Et puis il y a le cas des plantes rampantes que nous utilisons dans les paniers suspendus, comme la misère (Tradescantia spp.) et le lierre suédois (Plectranthus australis). Bien que nous pourrions les prendre pour des grimpantes, en fait, elles ne le sont pas: il s’agit de plantes couvre-sol. Dans la nature, les plantes rampantes s’étendent latéralement, s’enracinant au contact avec le sol et forment ainsi un de tapis de verdure. Même si vous les forcez à croître vers le haut en les fixant à un support, cela ne changera rien à la taille de leurs feuilles ou à l’abondance de leur floraison.
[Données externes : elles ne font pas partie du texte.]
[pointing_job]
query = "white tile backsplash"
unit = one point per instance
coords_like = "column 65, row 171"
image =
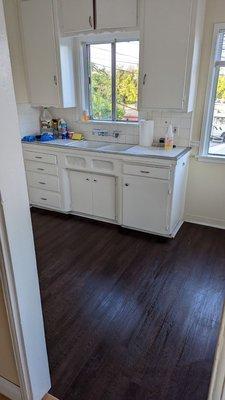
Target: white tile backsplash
column 29, row 118
column 29, row 123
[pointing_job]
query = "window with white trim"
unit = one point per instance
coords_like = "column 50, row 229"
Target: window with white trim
column 214, row 119
column 111, row 80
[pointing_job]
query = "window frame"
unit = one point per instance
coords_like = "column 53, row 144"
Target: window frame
column 213, row 75
column 86, row 76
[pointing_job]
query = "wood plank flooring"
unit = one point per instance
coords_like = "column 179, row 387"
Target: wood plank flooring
column 127, row 316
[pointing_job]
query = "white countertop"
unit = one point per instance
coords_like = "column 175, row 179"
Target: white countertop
column 116, row 148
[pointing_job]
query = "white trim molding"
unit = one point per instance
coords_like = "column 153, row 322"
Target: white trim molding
column 201, row 220
column 209, row 100
column 9, row 389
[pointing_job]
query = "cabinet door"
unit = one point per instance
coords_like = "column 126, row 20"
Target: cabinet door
column 81, row 192
column 145, row 204
column 75, row 16
column 164, row 51
column 104, row 196
column 40, row 52
column 116, row 13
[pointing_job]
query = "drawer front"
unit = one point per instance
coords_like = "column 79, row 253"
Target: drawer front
column 43, row 181
column 44, row 198
column 147, row 171
column 40, row 157
column 41, row 167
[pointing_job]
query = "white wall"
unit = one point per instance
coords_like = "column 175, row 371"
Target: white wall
column 205, row 201
column 8, row 368
column 29, row 116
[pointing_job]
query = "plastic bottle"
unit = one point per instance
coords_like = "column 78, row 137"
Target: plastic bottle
column 46, row 120
column 169, row 138
column 63, row 129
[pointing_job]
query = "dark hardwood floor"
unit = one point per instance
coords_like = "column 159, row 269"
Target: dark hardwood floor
column 129, row 317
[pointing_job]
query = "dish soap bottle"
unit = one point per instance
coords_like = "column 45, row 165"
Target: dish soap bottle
column 46, row 120
column 169, row 138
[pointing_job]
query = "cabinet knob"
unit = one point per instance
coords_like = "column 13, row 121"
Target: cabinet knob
column 144, row 79
column 90, row 22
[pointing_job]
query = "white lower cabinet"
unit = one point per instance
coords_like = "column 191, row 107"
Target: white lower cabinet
column 104, row 196
column 146, row 195
column 93, row 194
column 81, row 192
column 146, row 203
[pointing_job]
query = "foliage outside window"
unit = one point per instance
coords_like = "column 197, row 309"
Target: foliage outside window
column 112, row 80
column 214, row 124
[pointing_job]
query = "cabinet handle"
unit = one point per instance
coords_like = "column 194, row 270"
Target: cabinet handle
column 144, row 79
column 90, row 22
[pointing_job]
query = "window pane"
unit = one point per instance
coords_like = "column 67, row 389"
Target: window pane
column 101, row 81
column 217, row 137
column 127, row 68
column 220, row 56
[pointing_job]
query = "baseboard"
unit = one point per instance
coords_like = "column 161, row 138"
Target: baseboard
column 212, row 222
column 9, row 389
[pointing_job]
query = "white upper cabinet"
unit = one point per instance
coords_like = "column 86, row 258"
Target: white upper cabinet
column 116, row 14
column 170, row 34
column 49, row 60
column 75, row 16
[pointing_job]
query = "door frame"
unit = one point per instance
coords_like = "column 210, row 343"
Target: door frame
column 18, row 267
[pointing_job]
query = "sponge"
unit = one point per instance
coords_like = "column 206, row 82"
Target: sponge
column 77, row 136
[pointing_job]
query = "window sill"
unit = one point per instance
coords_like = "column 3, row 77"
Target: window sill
column 211, row 159
column 122, row 123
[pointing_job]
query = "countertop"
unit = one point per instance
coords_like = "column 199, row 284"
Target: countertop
column 115, row 148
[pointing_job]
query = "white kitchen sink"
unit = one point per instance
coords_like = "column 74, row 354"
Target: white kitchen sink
column 115, row 147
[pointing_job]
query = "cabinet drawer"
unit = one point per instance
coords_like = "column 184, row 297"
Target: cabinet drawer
column 41, row 167
column 147, row 171
column 44, row 198
column 43, row 181
column 40, row 157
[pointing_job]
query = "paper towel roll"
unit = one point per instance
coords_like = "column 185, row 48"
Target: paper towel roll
column 146, row 133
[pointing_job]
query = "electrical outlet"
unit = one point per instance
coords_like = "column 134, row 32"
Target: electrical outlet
column 166, row 122
column 176, row 131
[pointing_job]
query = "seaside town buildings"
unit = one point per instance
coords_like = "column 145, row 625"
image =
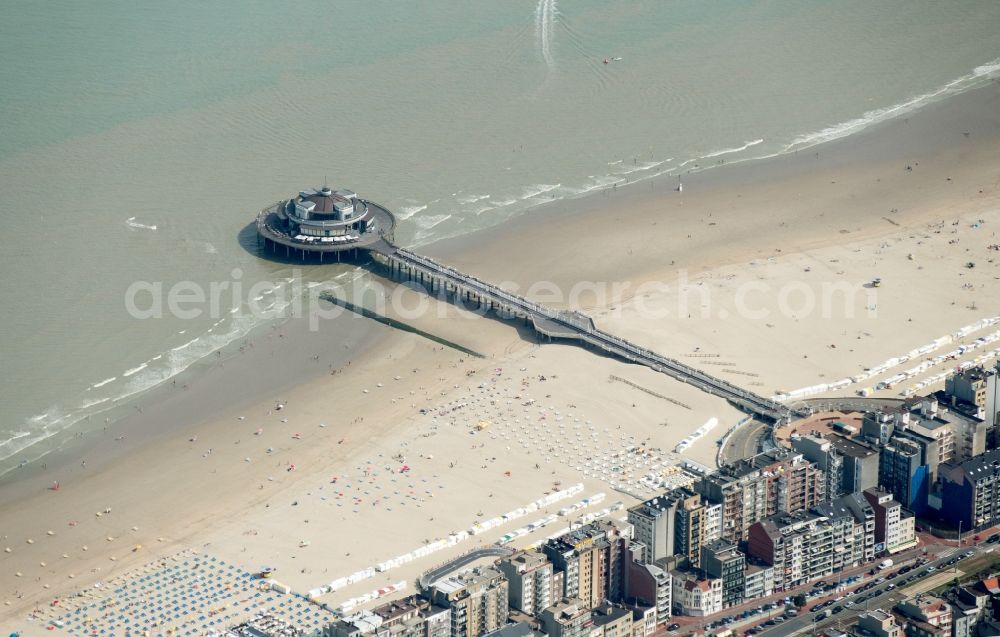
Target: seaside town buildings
column 971, row 491
column 529, row 575
column 777, row 522
column 477, row 599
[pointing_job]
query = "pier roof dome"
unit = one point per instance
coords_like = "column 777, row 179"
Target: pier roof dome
column 326, row 201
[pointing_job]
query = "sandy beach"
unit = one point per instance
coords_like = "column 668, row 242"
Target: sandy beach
column 412, row 441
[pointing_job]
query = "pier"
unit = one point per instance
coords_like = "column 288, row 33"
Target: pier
column 325, row 222
column 567, row 325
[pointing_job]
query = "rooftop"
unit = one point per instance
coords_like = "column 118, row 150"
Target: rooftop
column 982, row 465
column 852, row 448
column 326, row 200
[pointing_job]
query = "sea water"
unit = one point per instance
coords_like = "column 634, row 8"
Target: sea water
column 139, row 140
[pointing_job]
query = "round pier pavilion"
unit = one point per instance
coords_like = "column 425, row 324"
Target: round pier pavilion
column 324, row 223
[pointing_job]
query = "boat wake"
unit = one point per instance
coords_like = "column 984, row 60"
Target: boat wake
column 545, row 15
column 132, row 223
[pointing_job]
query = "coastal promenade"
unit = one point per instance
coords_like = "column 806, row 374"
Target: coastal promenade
column 566, row 325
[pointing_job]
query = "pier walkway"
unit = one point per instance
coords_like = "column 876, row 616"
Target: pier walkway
column 571, row 325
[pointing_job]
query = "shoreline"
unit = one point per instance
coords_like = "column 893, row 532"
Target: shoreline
column 935, row 130
column 202, row 475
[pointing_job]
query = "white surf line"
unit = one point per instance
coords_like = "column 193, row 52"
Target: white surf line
column 544, row 15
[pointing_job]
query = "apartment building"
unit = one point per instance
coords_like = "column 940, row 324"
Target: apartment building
column 751, row 490
column 970, row 491
column 809, row 545
column 695, row 596
column 477, row 599
column 895, row 527
column 529, row 577
column 722, row 560
column 588, row 562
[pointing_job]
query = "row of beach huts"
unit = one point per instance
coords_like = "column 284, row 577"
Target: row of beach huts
column 452, row 539
column 682, row 446
column 896, row 361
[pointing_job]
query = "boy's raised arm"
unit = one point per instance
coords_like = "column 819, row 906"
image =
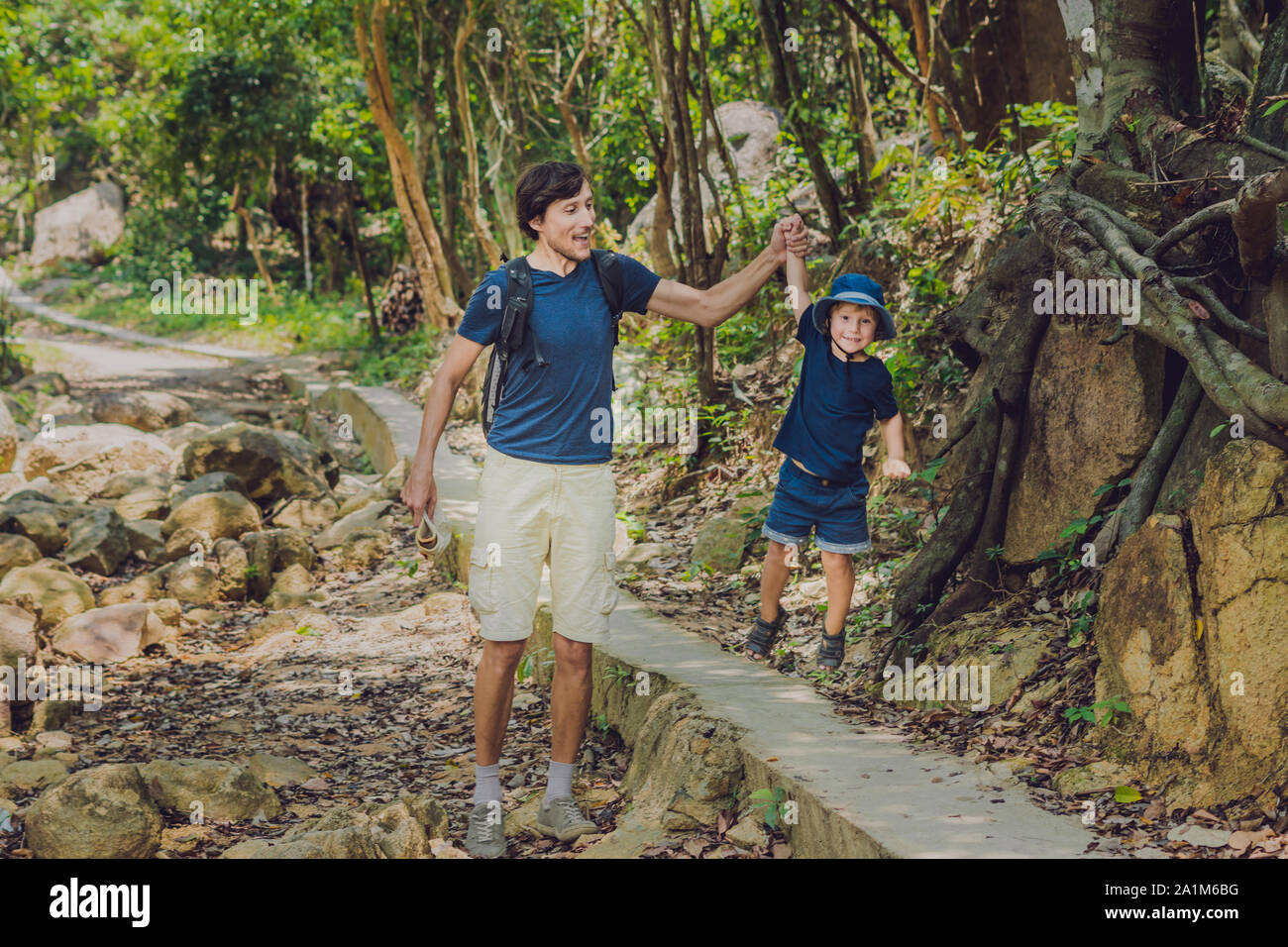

Il en va de même pour les plantes épiphytes (celles qui poussent sur les branches d’arbres dans la nature), comme la plante de rouge à lèvres (Aeschynanthus spp.) et la plante poisson rouge (Nematanthus spp.). Elles sont sont magnifiques en panier suspendu, car leurs tiges s’arquent tout naturellement vers l’extérieur et le bas et elles fleurissent sans problème de cette manière. Mais ce ne sont pas de véritables plantes grimpantes.

La plupart de véritables plantes grimpantes réagiront positivement si vous leur permettez de grandir comme dame Nature le veut: vers le haut.